The safety net saved, a little bit at a time.
(David Suter/For The Times)

Chalk it up to Republican obstinacy, Democratic opposition, or just plain common sense, the White House has dropped the noxious chained CPI from its Social Security proposals for the upcoming federal budget.

The chained consumer price index is a new way of calculating inflation that backers say is more “accurate” than the traditional CPI. As we demonstrated conclusively last year, it’s not more “accurate.”

But those who advocated using the chained CPI to calculate annual Social Security cost-of-living raises didn’t really care about its accuracy. For them, its salient quality was that it produced a lower inflation calculation, by an average of about 0.3% a year.


As we’ve pointed out in the past, the difference is cumulative. The result is a stealth benefit cut for recipients that grows over time. It might look modest at first, but after 10 years of retirement, recipients would be receiving 3% less in their monthly checks than they would have received under the traditional CPI. After 20 years--that is, for retirees in their mid-80s--the difference is minus-6% and after 30 years nearly 10%.

That’s especially disturbing because retirees become more dependent on Social Security as they grow older and begin to outlive their personal assets. It’s also troubling because Social Security is most important for the elderly, especially low-income elderly, as a bulwark against economic downturns.

That effect was particularly marked during the Great Recession, which cost Americans an average 20% of their household wealth. As was shown in a recent report by economists at the Federal Reserve, the losses were measurably mitigated for those on Social Security.

Despite all that, the chained CPI has lived on for years in Washington as a potential sop to conservatives in negotiations over a fiscal “grand bargain.”
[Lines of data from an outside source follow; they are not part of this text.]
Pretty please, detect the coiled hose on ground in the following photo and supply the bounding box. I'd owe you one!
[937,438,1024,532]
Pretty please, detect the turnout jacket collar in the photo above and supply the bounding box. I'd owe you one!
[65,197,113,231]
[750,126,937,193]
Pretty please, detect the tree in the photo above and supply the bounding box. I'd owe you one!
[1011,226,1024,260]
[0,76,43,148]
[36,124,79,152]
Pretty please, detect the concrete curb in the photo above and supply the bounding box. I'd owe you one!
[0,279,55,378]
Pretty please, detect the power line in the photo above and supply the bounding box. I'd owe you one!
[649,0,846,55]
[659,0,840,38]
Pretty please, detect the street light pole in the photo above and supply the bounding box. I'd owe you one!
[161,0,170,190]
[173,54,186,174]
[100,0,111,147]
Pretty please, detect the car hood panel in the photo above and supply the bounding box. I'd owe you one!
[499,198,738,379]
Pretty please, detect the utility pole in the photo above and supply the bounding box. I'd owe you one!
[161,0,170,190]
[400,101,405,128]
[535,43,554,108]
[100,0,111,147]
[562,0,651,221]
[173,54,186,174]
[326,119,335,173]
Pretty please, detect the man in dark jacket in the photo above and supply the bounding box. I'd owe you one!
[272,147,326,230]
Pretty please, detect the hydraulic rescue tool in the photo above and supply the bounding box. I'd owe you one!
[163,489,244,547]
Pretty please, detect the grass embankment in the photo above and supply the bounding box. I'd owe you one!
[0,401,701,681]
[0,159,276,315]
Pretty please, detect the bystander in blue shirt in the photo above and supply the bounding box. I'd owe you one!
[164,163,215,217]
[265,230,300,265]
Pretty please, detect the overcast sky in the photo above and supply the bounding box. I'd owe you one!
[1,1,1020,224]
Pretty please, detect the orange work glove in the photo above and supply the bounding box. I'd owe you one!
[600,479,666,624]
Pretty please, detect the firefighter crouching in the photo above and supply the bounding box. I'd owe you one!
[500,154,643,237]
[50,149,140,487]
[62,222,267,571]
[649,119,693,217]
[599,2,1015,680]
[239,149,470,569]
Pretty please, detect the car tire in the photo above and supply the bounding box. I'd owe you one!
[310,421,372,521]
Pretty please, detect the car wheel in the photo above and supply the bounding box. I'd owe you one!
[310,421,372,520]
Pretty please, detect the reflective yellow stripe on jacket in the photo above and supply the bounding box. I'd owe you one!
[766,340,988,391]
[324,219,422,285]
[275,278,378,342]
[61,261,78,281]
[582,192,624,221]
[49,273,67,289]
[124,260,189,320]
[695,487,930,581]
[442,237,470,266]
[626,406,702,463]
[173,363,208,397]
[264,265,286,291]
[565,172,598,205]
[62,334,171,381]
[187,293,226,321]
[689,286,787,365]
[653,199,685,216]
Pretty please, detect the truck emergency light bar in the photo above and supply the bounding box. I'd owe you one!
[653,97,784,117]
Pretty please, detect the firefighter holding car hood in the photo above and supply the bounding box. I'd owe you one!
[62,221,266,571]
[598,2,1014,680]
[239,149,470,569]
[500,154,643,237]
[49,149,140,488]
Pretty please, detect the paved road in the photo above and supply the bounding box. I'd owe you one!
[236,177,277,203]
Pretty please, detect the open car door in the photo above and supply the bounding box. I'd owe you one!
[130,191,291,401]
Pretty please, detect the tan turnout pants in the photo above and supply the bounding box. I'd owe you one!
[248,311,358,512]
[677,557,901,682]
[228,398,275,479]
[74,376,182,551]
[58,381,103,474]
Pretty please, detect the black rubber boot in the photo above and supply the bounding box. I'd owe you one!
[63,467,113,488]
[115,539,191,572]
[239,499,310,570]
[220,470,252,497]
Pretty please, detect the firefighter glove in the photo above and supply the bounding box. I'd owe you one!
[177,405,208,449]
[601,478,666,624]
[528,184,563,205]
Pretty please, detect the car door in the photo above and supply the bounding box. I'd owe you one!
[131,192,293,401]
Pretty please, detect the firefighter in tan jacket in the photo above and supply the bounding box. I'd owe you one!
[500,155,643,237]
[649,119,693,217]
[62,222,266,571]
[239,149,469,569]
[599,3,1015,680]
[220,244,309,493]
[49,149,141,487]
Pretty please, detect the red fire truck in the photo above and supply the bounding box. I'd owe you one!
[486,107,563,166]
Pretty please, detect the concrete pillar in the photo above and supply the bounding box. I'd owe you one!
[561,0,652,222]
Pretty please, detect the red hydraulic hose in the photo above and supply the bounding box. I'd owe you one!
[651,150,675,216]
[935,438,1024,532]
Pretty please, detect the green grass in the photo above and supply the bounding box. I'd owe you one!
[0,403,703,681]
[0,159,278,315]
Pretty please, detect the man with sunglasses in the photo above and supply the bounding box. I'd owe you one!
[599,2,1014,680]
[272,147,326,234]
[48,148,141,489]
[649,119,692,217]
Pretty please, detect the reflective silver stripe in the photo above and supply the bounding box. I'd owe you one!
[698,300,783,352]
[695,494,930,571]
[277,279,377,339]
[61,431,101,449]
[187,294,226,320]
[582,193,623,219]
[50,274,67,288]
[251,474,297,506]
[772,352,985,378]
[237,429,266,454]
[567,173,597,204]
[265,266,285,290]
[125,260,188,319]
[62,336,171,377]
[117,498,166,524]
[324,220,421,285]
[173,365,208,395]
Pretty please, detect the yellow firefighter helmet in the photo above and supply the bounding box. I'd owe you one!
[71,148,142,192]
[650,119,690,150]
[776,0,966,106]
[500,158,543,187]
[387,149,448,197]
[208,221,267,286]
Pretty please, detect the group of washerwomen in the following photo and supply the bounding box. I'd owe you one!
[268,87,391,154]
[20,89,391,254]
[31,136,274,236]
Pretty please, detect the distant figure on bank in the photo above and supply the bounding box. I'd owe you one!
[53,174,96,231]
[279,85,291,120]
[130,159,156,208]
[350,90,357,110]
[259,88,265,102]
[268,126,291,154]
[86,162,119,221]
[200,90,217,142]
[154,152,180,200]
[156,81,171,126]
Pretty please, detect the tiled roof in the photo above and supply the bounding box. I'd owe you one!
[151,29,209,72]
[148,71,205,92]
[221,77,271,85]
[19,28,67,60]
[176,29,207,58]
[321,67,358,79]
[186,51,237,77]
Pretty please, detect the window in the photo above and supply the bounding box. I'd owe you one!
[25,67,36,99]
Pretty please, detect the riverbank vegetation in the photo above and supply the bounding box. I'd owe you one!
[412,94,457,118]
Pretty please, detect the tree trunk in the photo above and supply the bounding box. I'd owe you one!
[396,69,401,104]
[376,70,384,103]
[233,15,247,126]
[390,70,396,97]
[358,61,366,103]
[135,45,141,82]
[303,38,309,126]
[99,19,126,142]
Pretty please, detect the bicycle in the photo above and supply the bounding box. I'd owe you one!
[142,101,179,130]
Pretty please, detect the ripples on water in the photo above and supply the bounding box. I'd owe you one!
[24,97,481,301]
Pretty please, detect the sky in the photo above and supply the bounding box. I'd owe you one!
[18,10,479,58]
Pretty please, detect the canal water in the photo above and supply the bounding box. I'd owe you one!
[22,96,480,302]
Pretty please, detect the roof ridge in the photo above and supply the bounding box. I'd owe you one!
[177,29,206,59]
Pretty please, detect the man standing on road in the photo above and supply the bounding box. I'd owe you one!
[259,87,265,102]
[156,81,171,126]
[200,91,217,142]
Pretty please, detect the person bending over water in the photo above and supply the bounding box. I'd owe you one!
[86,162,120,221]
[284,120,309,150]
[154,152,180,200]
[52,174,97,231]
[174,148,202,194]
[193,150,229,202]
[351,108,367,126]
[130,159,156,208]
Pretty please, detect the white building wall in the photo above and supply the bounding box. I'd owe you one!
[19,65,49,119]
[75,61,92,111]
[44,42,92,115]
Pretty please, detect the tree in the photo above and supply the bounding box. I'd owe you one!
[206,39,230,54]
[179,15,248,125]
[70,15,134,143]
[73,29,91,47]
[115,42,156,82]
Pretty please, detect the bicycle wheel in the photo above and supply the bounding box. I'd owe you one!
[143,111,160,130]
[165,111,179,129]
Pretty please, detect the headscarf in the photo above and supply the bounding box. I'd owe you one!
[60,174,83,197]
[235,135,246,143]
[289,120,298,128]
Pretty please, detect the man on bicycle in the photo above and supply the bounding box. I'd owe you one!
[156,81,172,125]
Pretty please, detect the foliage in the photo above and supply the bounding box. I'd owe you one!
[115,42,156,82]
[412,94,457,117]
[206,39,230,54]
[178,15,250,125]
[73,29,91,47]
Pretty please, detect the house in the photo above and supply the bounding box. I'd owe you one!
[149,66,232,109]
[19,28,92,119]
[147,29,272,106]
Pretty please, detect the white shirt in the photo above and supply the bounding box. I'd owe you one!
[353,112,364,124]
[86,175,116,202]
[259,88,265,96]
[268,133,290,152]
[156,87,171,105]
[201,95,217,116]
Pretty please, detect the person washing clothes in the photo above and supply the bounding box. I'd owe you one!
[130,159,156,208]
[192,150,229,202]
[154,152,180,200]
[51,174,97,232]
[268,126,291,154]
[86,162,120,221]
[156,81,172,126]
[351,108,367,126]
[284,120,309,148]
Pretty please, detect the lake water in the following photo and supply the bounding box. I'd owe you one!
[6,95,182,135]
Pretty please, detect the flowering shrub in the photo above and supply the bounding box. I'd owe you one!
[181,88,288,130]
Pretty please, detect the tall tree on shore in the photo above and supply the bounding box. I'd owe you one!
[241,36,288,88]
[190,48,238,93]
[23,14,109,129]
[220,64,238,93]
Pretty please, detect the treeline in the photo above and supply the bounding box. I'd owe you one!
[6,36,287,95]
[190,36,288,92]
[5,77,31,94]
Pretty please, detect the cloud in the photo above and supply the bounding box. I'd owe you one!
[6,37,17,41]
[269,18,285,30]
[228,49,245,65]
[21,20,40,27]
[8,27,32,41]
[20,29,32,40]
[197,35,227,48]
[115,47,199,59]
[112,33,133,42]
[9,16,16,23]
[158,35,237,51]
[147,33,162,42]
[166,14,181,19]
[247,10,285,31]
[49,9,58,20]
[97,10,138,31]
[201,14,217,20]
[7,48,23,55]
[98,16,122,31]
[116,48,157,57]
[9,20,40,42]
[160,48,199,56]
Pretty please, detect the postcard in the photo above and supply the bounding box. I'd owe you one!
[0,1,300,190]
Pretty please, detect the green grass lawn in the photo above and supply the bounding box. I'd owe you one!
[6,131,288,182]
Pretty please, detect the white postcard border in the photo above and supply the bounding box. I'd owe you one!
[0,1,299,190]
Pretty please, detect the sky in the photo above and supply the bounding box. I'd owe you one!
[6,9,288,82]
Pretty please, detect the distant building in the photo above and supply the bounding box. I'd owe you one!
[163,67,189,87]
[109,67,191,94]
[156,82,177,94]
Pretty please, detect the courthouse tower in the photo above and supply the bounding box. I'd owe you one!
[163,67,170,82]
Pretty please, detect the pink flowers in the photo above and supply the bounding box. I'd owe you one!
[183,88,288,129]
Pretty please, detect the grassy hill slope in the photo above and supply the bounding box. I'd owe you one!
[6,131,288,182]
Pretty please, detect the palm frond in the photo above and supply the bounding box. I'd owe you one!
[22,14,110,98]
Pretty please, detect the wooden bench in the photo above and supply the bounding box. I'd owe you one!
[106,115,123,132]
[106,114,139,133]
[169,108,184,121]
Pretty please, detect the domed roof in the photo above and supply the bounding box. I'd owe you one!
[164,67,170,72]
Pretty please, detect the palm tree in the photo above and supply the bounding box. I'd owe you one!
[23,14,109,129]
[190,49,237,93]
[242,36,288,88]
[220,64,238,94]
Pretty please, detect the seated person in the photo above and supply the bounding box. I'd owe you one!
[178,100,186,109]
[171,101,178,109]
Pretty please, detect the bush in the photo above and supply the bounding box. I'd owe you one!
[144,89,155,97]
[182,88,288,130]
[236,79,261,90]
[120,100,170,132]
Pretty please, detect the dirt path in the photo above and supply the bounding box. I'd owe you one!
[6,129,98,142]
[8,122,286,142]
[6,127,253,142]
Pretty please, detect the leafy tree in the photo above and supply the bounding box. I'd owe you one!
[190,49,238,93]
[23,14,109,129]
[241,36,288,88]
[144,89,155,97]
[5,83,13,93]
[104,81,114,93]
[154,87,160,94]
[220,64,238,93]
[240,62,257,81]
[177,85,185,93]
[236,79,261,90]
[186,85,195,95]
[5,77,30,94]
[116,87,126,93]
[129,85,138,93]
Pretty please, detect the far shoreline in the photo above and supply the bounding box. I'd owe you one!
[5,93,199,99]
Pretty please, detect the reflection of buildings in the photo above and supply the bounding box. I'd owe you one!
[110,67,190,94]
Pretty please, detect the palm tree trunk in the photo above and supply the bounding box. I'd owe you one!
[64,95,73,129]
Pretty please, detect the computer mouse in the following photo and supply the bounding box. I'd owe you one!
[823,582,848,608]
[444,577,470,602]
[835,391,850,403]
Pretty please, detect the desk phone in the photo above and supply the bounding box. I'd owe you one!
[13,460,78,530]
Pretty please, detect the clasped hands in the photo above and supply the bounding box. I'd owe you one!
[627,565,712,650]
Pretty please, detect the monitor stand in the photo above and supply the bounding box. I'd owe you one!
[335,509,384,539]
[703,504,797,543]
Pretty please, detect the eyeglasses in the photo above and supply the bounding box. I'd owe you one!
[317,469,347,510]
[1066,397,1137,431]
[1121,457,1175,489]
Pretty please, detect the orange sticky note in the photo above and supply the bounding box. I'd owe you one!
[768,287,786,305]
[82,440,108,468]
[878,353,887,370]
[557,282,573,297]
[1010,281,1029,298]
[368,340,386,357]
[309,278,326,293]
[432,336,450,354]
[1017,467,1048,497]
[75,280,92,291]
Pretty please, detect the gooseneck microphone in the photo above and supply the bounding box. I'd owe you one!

The White House now indicates that it has finally given up hope on reaching that bargain with Republicans. (What took them so long?) So the chained CPI, which was part of President Obama’s budget proposal as recently as last year, is out of the budget to be unveiled on March 4.

Social Security advocates are calling that a victory, because it effectively takes the chained CPI out of the mainstream of “entitlement reform.” It’s a significant victory, but the danger is that it might not be lasting. Recent history shows that the dream of forcing low-income seniors to pay for budget cuts so that wealthy Americans aren’t burdened with a tax increase never really dies; it just goes into hibernation.